# Developing B&W prints using a color head



## photoblair (Nov 4, 2013)

So I've developed my first set of B&W prints on my Saunders LPL 67D with a color head and my prints seem to lack contrast, they look "soft".  I have all the color dials set to "0".  Should I be using any of the color filters to add contrast?


----------



## tirediron (Nov 4, 2013)

You can, IF you're using multi-contrast paper.  Any chance this is just the result of muddy negatives?


----------



## gsgary (Nov 4, 2013)

You only use the yellow and magenta filters i like grade 5 which is yellow 0 magenta 170 check out Ilford website loads of info on there

Sent from my GT-I9100P using Tapatalk 2


----------



## dxqcanada (Nov 5, 2013)

Diffused light used in colour heads has a different appearance to condenser heads that a lot of B+W enlarger heads use (though you can have diffused heads in a B+W enlarger).

ILFORD PHOTO - Diffuser vs Condenser Enlargers

Look at the data sheet for the RC paper you are using ... most have info on the filter settings for changing contrast.

example: http://www.ilfordphoto.com/Webfiles/2010628932591755.pdf


----------



## terri (Nov 6, 2013)

You will use the yellow and magenta for B&W, not the blue (cyan).    What your settings will be will change from paper to paper.   Each box of paper will have a data/info sheet inside that should give you an idea of what settings you will need according to what grade you are after.   (I am partial to Ilford because theirs is quite detailed.)    

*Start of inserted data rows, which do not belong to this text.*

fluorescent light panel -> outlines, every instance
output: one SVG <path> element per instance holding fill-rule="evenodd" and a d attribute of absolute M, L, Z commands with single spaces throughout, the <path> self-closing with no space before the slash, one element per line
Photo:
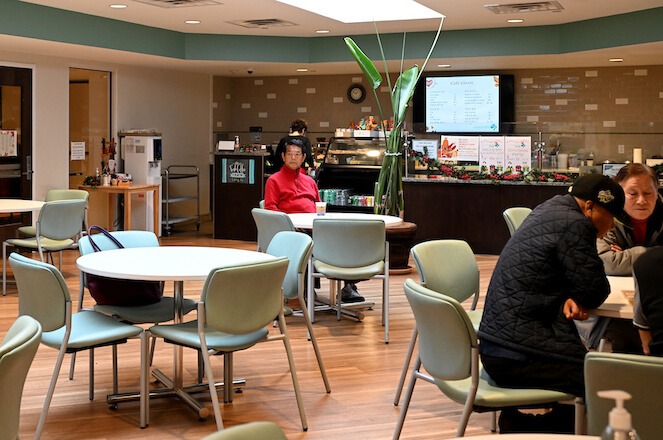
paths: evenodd
<path fill-rule="evenodd" d="M 444 15 L 414 0 L 381 0 L 374 7 L 358 7 L 356 0 L 277 0 L 343 23 L 442 18 Z"/>

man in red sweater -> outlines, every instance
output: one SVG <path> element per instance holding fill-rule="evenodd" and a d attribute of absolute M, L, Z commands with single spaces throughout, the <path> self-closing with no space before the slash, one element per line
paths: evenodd
<path fill-rule="evenodd" d="M 315 202 L 320 201 L 318 185 L 299 170 L 306 160 L 304 143 L 299 139 L 290 139 L 281 157 L 283 167 L 272 174 L 265 184 L 265 209 L 286 214 L 315 212 Z M 363 302 L 364 297 L 359 295 L 354 283 L 346 281 L 341 300 Z"/>

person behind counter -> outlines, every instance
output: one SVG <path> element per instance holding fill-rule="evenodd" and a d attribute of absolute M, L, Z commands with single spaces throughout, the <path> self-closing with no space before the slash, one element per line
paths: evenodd
<path fill-rule="evenodd" d="M 302 167 L 300 167 L 301 172 L 306 173 L 308 170 L 315 169 L 314 157 L 311 152 L 311 141 L 306 137 L 306 132 L 308 130 L 308 124 L 304 119 L 295 119 L 290 124 L 290 133 L 287 136 L 284 136 L 279 141 L 276 146 L 276 151 L 274 152 L 274 168 L 280 170 L 285 161 L 283 160 L 283 153 L 285 153 L 285 148 L 288 145 L 288 142 L 291 140 L 299 140 L 304 145 L 304 154 L 306 158 L 302 162 Z"/>
<path fill-rule="evenodd" d="M 663 247 L 648 250 L 633 264 L 635 304 L 633 324 L 638 327 L 644 354 L 663 356 Z"/>
<path fill-rule="evenodd" d="M 584 395 L 587 349 L 574 320 L 607 298 L 610 285 L 596 239 L 623 213 L 624 191 L 609 177 L 578 178 L 569 194 L 537 206 L 502 250 L 479 327 L 485 371 L 502 387 Z M 573 432 L 574 411 L 500 414 L 500 432 Z"/>
<path fill-rule="evenodd" d="M 281 159 L 285 164 L 265 183 L 265 209 L 286 214 L 315 212 L 315 202 L 320 201 L 318 185 L 299 171 L 306 160 L 304 143 L 299 139 L 290 139 Z M 341 290 L 341 301 L 363 302 L 364 297 L 357 291 L 355 283 L 346 281 Z"/>

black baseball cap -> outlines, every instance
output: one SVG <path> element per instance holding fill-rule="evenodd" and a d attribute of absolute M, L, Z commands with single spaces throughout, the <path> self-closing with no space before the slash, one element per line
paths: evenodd
<path fill-rule="evenodd" d="M 591 200 L 607 209 L 613 217 L 624 217 L 624 190 L 603 174 L 592 173 L 579 177 L 569 188 L 572 196 Z"/>

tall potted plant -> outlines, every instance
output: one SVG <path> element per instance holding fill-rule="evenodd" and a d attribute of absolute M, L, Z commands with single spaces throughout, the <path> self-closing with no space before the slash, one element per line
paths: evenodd
<path fill-rule="evenodd" d="M 350 53 L 352 53 L 352 56 L 357 61 L 357 64 L 359 64 L 359 67 L 364 73 L 364 76 L 368 80 L 368 84 L 373 90 L 373 95 L 375 96 L 375 100 L 378 105 L 380 119 L 382 120 L 382 130 L 386 142 L 382 167 L 380 168 L 378 181 L 375 185 L 374 195 L 376 214 L 395 215 L 399 217 L 403 216 L 403 124 L 405 123 L 405 114 L 407 112 L 408 105 L 412 100 L 412 95 L 414 95 L 415 86 L 421 77 L 421 73 L 426 68 L 426 64 L 428 63 L 428 60 L 433 53 L 433 49 L 437 44 L 437 40 L 442 30 L 443 22 L 444 16 L 442 16 L 440 19 L 440 25 L 437 29 L 435 39 L 433 40 L 433 44 L 428 51 L 428 55 L 424 60 L 421 70 L 416 64 L 405 71 L 403 70 L 406 36 L 406 34 L 403 34 L 400 73 L 393 87 L 389 77 L 387 60 L 384 55 L 380 33 L 378 32 L 377 26 L 375 27 L 375 34 L 377 36 L 378 46 L 380 47 L 380 54 L 384 63 L 385 77 L 387 78 L 387 84 L 389 85 L 391 108 L 394 117 L 393 128 L 388 135 L 386 133 L 387 118 L 385 118 L 384 112 L 382 110 L 382 104 L 380 103 L 380 99 L 377 94 L 377 88 L 380 86 L 380 84 L 382 84 L 383 81 L 382 75 L 380 72 L 378 72 L 370 58 L 366 56 L 366 54 L 359 48 L 359 46 L 357 46 L 352 38 L 345 38 L 346 46 L 348 49 L 350 49 Z"/>

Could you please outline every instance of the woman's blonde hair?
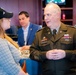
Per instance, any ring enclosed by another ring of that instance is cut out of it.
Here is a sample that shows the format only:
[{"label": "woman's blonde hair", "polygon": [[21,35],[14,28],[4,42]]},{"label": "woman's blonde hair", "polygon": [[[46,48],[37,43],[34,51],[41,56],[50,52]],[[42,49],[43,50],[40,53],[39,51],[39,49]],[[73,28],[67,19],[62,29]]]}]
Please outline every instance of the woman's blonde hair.
[{"label": "woman's blonde hair", "polygon": [[18,45],[14,40],[12,40],[7,34],[5,34],[5,38],[6,38],[11,44],[13,44],[16,48],[19,49],[19,45]]},{"label": "woman's blonde hair", "polygon": [[5,31],[1,26],[2,22],[3,22],[3,19],[0,19],[0,35],[2,36],[2,38],[7,39],[11,44],[13,44],[16,48],[19,49],[19,45],[14,40],[12,40],[7,34],[5,34]]},{"label": "woman's blonde hair", "polygon": [[2,28],[2,22],[3,22],[3,19],[0,19],[0,35],[3,35],[3,37],[4,37],[4,30],[3,30],[3,28]]}]

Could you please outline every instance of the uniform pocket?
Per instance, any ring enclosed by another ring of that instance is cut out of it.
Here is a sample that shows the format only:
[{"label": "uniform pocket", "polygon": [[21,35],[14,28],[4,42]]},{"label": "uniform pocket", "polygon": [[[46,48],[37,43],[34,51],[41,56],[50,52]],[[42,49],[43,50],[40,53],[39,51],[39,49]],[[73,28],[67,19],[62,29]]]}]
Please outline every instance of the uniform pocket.
[{"label": "uniform pocket", "polygon": [[41,42],[40,43],[40,48],[41,48],[42,51],[50,50],[51,49],[50,42],[49,41]]},{"label": "uniform pocket", "polygon": [[64,50],[73,49],[73,40],[71,38],[61,39],[61,47]]}]

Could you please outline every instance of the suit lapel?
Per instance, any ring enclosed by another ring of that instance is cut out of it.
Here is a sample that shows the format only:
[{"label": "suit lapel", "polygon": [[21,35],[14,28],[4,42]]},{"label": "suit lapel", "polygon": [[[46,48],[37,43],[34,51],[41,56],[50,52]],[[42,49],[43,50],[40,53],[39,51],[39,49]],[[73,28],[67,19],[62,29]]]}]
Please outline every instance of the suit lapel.
[{"label": "suit lapel", "polygon": [[22,38],[22,39],[19,39],[19,40],[21,40],[22,41],[22,46],[24,45],[24,43],[25,43],[25,41],[24,41],[24,34],[23,34],[23,30],[22,30],[22,28],[21,28],[21,30],[20,30],[20,38]]}]

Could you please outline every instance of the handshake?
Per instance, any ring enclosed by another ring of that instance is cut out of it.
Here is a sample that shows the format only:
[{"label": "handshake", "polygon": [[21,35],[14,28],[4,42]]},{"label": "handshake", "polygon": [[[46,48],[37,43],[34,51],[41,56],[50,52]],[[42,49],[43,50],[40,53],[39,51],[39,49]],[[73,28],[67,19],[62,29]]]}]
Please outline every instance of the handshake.
[{"label": "handshake", "polygon": [[65,58],[66,53],[61,49],[53,49],[46,52],[46,58],[49,60],[59,60]]}]

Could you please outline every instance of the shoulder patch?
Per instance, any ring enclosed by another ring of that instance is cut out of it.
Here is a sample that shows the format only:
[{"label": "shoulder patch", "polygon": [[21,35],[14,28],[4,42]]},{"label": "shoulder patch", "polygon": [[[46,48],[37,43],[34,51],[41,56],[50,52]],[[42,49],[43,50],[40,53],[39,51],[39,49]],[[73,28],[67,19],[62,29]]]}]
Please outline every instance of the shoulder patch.
[{"label": "shoulder patch", "polygon": [[44,27],[42,27],[41,29],[39,29],[37,32],[39,32],[39,31],[41,31],[41,30],[43,30],[44,29]]},{"label": "shoulder patch", "polygon": [[68,27],[71,27],[71,28],[76,28],[76,26],[72,26],[72,25],[67,25]]},{"label": "shoulder patch", "polygon": [[73,28],[76,28],[76,25],[72,26]]}]

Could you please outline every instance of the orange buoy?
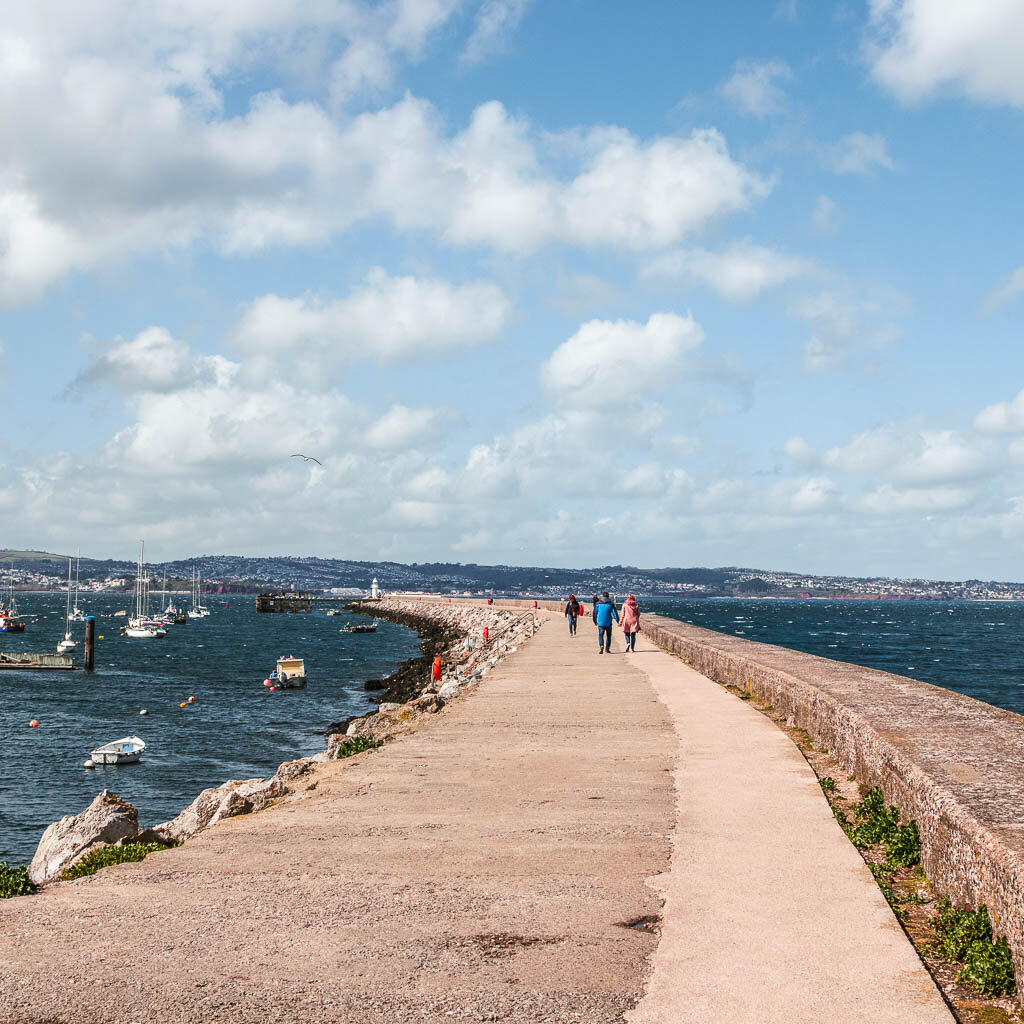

If you are lacking that data, you can cut up strips of a sheet and play with the settings until you get contrast and tonal values you're happy with.   Keep a notepad, and also in your notes include what developer you used, and the time involved, as that certainly has an impact.    That's the longer way to do it, but it will get you there.   

There will be differences according to fiber paper vs. resin coated, too, and as Tired Iron mentions, it must be variable or multi-contrast.    Have fun!


----------



## wyogirl (Nov 6, 2013)

Just to give you a starting point, I usually have my magenta around 100 and my yellow around 30.  They are two different exposures though, at least that's how I do it.


----------